The Directors’ fees are determined with reference to the level of fees payable by listed companies in Hong Kong and respective level of responsibilities, skills and commitments required of the Non-executive Directors (including Independent Non-executive Directors).
DIRECTOR’S INTEREST
Save as disclosed in this circular, to the best knowledge of the Company, each of the Directors who stands for re-election (i) does not hold other positions in the Company or other members of the Group, (ii) does not hold any directorship in other public companies the securities of which are listed on any securities market in Hong Kong or overseas in the last three years, (iii) does not have any relationship with any other Director, senior management, Substantial Shareholder or Controlling Shareholder of the Company and (iv) has no information to disclose pursuant to any of the requirements of Rule 13.51(2)(h)-13.51(2)(v) of the Listing Rules; and there are no other matters that need to be brought to the attention of the Shareholders.
– 12 –
EXPLANATORY STATEMENT ON SHARE REPURCHASE MANDATE
APPENDIX II
The following is the explanatory statement required to be sent to Shareholders under the Listing Rules to enable them to make an informed decision on whether to vote for or against the ordinary resolution in relation to the Share Repurchase Mandate to be proposed at the Annual General Meeting.
1. SHARE REPURCHASE PROPOSAL
As at the Latest Practicable Date, the total number of issued Shares of the Company was 1,807,424,842. It is proposed that pursuant to the Share Repurchase Mandate, up to a maximum of 10 per cent. of the number of issued Shares as at the date of passing of the Share Repurchase Resolution may be repurchased by the Directors. Subject to the passing of the Share Repurchase Resolution, on the basis that no further Shares are issued prior to the Annual General Meeting and ignoring other restrictions (if any), the Company would be allowed under the Share Repurchase Mandate to repurchase up to a maximum of 180,742,484 Shares.
2. REASONS FOR REPURCHASES
The Directors believe that it is in the best interests of the Company and its Shareholders to have a general authority from the Shareholders to enable the Company to repurchase Shares in the market. Such repurchases may, depending on market conditions and funding arrangements at the time, lead to an enhancement of the net asset value of the Company and/or earnings per Share of the Company and will only be made when the Directors believe that such a repurchase will benefit the Company and its Shareholders.
3. FUNDING OF REPURCHASES
In repurchasing Shares, the Company may only apply funds legally available for such purpose in accordance with its Bye-laws and the laws of Bermuda.

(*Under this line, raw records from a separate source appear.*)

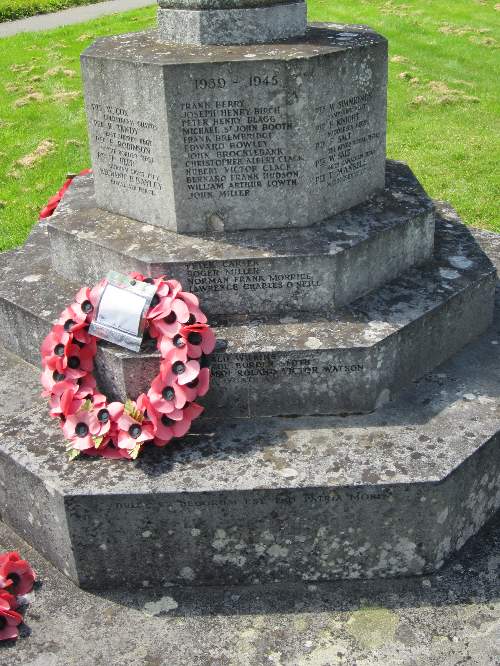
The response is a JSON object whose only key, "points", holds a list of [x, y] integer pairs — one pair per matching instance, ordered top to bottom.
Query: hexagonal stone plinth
{"points": [[230, 21], [240, 137], [317, 268], [351, 360], [388, 494]]}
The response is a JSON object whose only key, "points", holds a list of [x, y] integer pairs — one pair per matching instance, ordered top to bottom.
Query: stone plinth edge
{"points": [[249, 25]]}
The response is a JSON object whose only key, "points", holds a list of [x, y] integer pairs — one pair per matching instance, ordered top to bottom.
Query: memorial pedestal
{"points": [[239, 137], [328, 295]]}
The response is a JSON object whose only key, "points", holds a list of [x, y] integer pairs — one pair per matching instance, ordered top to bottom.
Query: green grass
{"points": [[15, 9], [443, 104]]}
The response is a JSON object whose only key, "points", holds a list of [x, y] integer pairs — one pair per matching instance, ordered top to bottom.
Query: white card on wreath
{"points": [[120, 315]]}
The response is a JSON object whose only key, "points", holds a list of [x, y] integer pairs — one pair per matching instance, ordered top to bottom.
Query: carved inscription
{"points": [[344, 146], [234, 148], [124, 149], [245, 276], [247, 368]]}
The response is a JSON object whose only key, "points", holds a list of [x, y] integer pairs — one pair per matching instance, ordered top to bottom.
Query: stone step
{"points": [[317, 268], [349, 361], [392, 493]]}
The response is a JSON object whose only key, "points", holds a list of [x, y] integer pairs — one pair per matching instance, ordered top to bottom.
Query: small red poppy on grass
{"points": [[16, 575]]}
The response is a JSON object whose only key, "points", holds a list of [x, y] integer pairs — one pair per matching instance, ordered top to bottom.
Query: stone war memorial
{"points": [[351, 427]]}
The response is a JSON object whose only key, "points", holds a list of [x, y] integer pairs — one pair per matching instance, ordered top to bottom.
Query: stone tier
{"points": [[234, 22], [228, 138], [313, 269], [348, 361], [392, 493]]}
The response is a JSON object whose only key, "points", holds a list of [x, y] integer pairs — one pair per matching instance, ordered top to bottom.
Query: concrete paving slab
{"points": [[69, 16]]}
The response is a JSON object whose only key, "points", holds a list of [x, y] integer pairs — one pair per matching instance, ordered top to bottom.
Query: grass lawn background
{"points": [[443, 103]]}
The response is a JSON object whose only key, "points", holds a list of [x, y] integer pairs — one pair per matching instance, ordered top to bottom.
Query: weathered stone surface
{"points": [[218, 4], [253, 23], [237, 137], [316, 268], [350, 360], [387, 494], [447, 618]]}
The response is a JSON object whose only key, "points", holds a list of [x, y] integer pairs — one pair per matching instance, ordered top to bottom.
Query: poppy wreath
{"points": [[91, 424], [16, 580]]}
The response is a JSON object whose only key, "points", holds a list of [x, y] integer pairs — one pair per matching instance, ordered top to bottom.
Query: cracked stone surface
{"points": [[226, 138], [260, 271], [397, 491], [444, 619]]}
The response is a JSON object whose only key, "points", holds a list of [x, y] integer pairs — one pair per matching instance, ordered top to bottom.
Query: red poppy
{"points": [[17, 575]]}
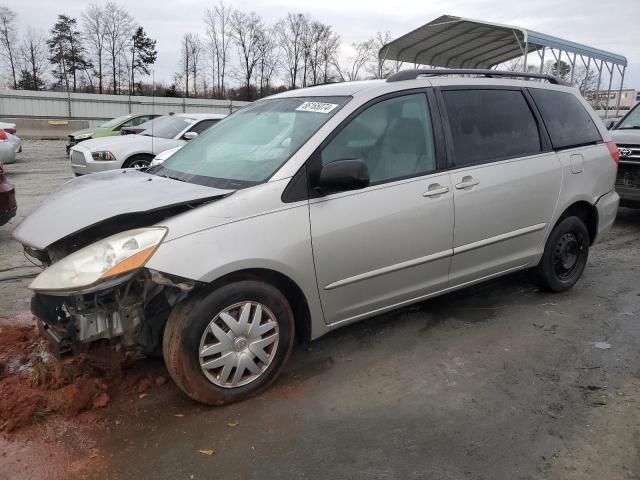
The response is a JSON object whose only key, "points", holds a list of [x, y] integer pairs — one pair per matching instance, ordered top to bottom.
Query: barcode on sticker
{"points": [[316, 107]]}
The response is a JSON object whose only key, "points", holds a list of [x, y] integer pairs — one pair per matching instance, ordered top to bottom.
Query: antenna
{"points": [[153, 103]]}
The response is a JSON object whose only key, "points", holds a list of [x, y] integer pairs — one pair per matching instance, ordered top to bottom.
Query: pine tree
{"points": [[67, 51], [143, 54]]}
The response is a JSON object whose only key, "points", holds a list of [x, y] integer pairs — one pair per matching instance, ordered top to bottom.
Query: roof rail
{"points": [[415, 73]]}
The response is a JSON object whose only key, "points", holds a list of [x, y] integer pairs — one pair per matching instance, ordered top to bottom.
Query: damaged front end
{"points": [[103, 292], [131, 315]]}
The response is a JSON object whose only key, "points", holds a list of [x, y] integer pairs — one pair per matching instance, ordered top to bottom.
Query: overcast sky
{"points": [[608, 25]]}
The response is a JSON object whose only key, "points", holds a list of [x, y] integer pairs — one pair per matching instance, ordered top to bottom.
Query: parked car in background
{"points": [[148, 125], [8, 127], [110, 128], [626, 134], [10, 145], [137, 151], [162, 156], [8, 206], [319, 207]]}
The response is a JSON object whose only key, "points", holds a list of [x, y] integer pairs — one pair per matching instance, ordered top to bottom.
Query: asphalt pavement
{"points": [[497, 381]]}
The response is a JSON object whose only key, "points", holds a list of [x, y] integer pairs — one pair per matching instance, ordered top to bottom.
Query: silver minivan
{"points": [[319, 207]]}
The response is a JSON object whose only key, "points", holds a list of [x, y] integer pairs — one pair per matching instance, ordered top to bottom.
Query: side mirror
{"points": [[190, 135], [343, 175]]}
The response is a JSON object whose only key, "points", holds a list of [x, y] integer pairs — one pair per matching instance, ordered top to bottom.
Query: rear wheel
{"points": [[138, 162], [565, 255], [229, 344]]}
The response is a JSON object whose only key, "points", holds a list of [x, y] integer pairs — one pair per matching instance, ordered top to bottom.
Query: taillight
{"points": [[613, 150]]}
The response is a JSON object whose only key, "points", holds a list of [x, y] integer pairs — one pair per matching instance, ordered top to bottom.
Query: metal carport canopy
{"points": [[456, 42]]}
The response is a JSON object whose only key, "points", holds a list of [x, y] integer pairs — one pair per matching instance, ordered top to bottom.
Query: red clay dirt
{"points": [[41, 397]]}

The laws of Bermuda provide that the amount of capital repaid in connection with a share repurchase may only be paid out of either the capital paid up on the relevant shares, or the profits that would otherwise be available for dividend or the proceeds of a fresh issue of shares made for the purpose. The premium payable on repurchase may only be paid out of either the profits that would otherwise be available for dividend or out of the share premium or contributed surplus accounts of the Company.
The Directors propose that such repurchases of Shares would be appropriately financed by the Company’s internal resources and/or available banking facilities. There might be a material adverse impact on the working capital or gearing position of the Company as compared with the position disclosed in the audited consolidated financial statements contained in the annual report of the Company for the year ended 31 December 2022 and taking into account the financial position of the Company as at the Latest Practicable Date, in the event that the proposed share repurchases were to be carried out in full at any time during the proposed repurchase period. However, the Directors do not propose to exercise the Share Repurchase Mandate to such extent as would, in the circumstances, have a material adverse effect on the working capital requirements of the Company or the gearing levels which in the opinion of the Directors are from time to time appropriate for the Company.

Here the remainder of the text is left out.